"With the crude price set to average at USD 74 per barrel during October-March period from USD 107 per barrel in the first half, we expect CAD to narrow to 1.4 per cent of GDP in FY15 (2014-15) and 1.1 per cent in FY16 (2015-16)," Bank of America Merrill Lynch said in a report here.
In the July-September period, the CAD widened to USD 10.1 billion, or 2.1 per cent of GDP, from USD 7.9 billion, or 1.7 per cent of GDP in the first quarter.
The widening of CAD in the second quarter was on account of a moderation in export growth which stood at 4.9 per cent in the period as against 10.6 per cent in the first quarter, along with an acceleration in gold imports which surged 8.1 per cent in the second quarter of this fiscal.
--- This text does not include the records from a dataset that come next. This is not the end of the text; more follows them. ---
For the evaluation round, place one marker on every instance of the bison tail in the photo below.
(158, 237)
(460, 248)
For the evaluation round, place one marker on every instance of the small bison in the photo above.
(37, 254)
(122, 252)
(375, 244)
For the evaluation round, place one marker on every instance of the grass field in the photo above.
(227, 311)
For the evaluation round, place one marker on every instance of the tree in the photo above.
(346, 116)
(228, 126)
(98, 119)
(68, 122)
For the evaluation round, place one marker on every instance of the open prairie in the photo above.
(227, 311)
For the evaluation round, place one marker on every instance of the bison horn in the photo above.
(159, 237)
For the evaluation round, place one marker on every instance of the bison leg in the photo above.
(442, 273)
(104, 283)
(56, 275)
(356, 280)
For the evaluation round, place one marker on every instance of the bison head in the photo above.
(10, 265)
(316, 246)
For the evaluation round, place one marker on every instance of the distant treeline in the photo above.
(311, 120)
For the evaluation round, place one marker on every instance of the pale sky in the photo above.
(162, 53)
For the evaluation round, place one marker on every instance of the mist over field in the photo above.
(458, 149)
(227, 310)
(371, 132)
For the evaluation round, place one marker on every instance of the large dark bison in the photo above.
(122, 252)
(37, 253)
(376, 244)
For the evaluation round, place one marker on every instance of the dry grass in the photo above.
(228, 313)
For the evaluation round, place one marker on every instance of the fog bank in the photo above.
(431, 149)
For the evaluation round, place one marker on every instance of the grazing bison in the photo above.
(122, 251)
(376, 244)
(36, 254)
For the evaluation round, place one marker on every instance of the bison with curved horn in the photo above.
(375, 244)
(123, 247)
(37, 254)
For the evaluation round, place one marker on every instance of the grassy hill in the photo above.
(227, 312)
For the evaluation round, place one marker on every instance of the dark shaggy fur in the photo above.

Japanese brokerage house Nomura said, "The recent relaxation in gold import norms and the subsequent rise in gold imports will be more than offset by the benefits to the current account owing to lower oil prices."
Also Read
According to Nomura, every USD 10 fall in oil prices lowers the oil import bill by around USD 9 billion. Last fiscal, the country imported crude worth USD 155 billion with an average price of close to USD 110 a barrel.
The government has recently withdrawn the 80:20 scheme on gold imports.
DBS Bank in a report said it expects the current account deficit to stay within 1.5-1.8 per cent range this fiscal.
"We estimate the RBI will still be able to maintain the critical eight-month import cover in March 2016, even if it sells USD 15 billion of forex reserves to defend the 65 level," BofA-ML said.